La recherche d’Heidelberg a une originalité, celle de distinguer entre le calcium pris en compléments alimentaires et les apports de calcium dans l’alimentation. Cela permet de se rendre compte que l’effet négatif sur le cœur est lié aux compléments alimentaires, et non à un régime riche en calcium. Pour ce dernier, les auteurs ne mettent pas en évidence d’influence sur le cœur, hormis une réduction du risque d’infarctus, mais chez certains sujets seulement (ceux dont la consommation côtoie 820 mg par jour).
Les auteurs de l’étude hasardent que ce dernier effet pourrait être «causé par d’autres nutriments [que le calcium] coexistant dans les produits laitiers», une hypothèse «tout à fait plausible» pour le docteur Rodondi. Il mentionne à ce titre une étude suisse qui a montré que la composition en acides gras d’un fromage d’alpage – notamment d’omega3, bons pour le cœur – diffère de celle de son homologue provenant d’animaux nourris industriellement. Début juin 2012, une équipe de l’Ecole polytechnique fédérale de Lausanne a également mis en évidence les effets bénéfique sur le poids et les muscles de la nicotinamide riboside contenue dans le lait. Autant donc intégrer le calcium à son alimentation.
Panacée détrônée
Mais pourquoi donc le calcium est-il nocif pris en compléments? Des chercheurs néo-zélandais expliquent dans un éditorial accompagnant l’étude que la prise de calcium en compléments s’accompagne d’un accroissement subit du taux de la substance dans le sang, au-delà même des valeurs normales. Or, des indices montrent un lien entre forte proportion de calcium dans la circulation et artères bouchées. Autrement dit, résume le docteur Rodondi, «pris d’un coup et en dose conséquente, les compléments provoqueraient plus de calcification des artères». Il ajoute pourtant: «Ce n’est qu’un hypothèse.»
Mais si l’on ne doit plus prendre de calcium, que faire pour protéger ses os et éviter ostéoporose et fractures? Tout d’abord il est toujours utile d’avoir une alimentation riche en calcium. Ensuite, les bienfaits des compléments de calcium et de vitamine D sont aujourd’hui relativisés. L’U.S. Preventive Task Force a ainsi récemment réévalué à la baisse le bénéfice de l’association des deux substances sur les fractures. Selon l’agence étasunienne, avec un tel traitement ce risque ne baisse que de 12 pour cent. De plus, elle souligne qu’il est probablement plus utile chez des personnes sortant peu et ne profitant donc pas du soleil pour synthétiser la vitamine D.
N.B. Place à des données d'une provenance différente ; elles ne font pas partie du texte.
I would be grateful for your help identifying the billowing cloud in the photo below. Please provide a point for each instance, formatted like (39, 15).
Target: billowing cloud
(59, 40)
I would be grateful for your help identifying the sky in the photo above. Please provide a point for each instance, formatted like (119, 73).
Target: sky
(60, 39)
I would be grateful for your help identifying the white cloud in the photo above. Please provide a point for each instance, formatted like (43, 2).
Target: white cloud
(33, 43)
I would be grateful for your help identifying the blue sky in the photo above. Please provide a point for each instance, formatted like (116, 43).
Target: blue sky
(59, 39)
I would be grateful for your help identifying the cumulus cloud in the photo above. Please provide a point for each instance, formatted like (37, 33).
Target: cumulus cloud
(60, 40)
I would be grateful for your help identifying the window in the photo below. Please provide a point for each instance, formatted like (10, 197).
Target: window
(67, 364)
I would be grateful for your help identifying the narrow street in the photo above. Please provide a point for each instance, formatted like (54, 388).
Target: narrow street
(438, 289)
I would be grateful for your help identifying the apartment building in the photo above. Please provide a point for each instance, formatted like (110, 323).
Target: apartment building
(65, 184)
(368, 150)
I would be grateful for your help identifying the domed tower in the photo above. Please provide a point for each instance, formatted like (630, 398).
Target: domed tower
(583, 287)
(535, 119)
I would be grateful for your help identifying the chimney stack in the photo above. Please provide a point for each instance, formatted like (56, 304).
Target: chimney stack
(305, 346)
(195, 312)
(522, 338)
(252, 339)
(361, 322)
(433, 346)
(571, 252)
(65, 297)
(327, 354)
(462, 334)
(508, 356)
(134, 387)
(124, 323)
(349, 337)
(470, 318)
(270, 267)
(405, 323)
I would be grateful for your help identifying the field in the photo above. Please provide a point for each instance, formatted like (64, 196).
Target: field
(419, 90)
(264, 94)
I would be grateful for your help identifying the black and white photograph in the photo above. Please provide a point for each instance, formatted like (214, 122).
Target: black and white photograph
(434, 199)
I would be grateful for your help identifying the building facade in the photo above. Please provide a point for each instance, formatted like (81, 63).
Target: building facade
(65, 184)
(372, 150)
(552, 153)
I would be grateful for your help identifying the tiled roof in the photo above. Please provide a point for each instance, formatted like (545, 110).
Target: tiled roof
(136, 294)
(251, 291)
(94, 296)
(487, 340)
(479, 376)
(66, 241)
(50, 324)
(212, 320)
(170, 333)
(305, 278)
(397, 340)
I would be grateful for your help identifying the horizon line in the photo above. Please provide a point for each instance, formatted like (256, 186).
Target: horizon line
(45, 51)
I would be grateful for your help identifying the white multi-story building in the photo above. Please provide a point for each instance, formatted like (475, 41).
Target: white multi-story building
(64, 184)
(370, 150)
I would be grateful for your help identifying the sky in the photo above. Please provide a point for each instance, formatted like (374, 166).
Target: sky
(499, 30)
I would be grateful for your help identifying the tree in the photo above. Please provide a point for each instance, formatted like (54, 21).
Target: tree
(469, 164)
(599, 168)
Les auteurs de l'éditorial accompagnant l’étude d’Heidelberg ont un avis encore plus tranché: «L'évidence consistante est donc que les suppléments de calcium font plus de mal que de bien et que d'autres interventions sont préférables pour réduire le risque de fractures liées à l'ostéoporose.» Et d’ajouter en conclusion: «Il faudrait revenir à la vision du calcium en tant que composante importante d'un régime équilibré et non comme la panacée à bas prix face au problème universel de la perte d'os après la ménopause.» Rideau sur les cachets.